From: Tudor Ambarus <tudor.ambarus@linaro.org>
To: Krzysztof Kozlowski <krzk@kernel.org>,
Alim Akhtar <alim.akhtar@samsung.com>
Cc: linux-kernel@vger.kernel.org, linux-samsung-soc@vger.kernel.org,
linux-arm-kernel@lists.infradead.org, peter.griffin@linaro.org,
andre.draszik@linaro.org, jyescas@google.com,
kernel-team@android.com, stable@vger.kernel.org
Subject: Re: [PATCH v4 5/7] firmware: samsung: acpm: Fix false timeouts in polling path
Date: Tue, 5 May 2026 15:14:42 +0300 [thread overview]
Message-ID: <366fc343-0cac-4e03-a08e-aa50a6e17314@linaro.org> (raw)

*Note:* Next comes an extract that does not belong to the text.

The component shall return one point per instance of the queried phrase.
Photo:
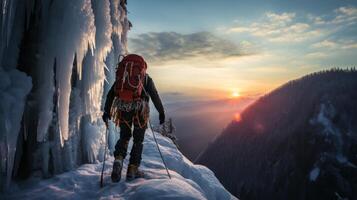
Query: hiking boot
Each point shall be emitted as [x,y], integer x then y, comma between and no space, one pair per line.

In-Reply-To: <20260504-acpm-fixes-sashiko-reports-v4-5-529246be6b2b@linaro.org>
Hi all,
Before sending out the v5 of this series, I wanted to share what Sashiko
found when reviewing this patch, I think they are great examples of
tricky concurrency bugs. I'll also give some hints on how I'll be fixing
the problems in v5.
> @@ -261,6 +264,12 @@ static int acpm_get_rx(struct acpm_chan *achan, const struct acpm_xfer *xfer)
> if (rx_seqnum == tx_seqnum) {
> __ioread32_copy(xfer->rxd, addr, xfer->rxcnt);
> rx_set = true;
> + /*
> + * Signal completion to the polling thread.
> + * Pairs with smp_load_acquire() in polling
> + * loop.
> + */
> + smp_store_release(&rx_data->completed, true);
> clear_bit(seqnum, achan->bitmap_seqnum);
Sashiko pointed out that calling clear_bit() immediately after setting
completed = true creates a fatal Use-After-Free window.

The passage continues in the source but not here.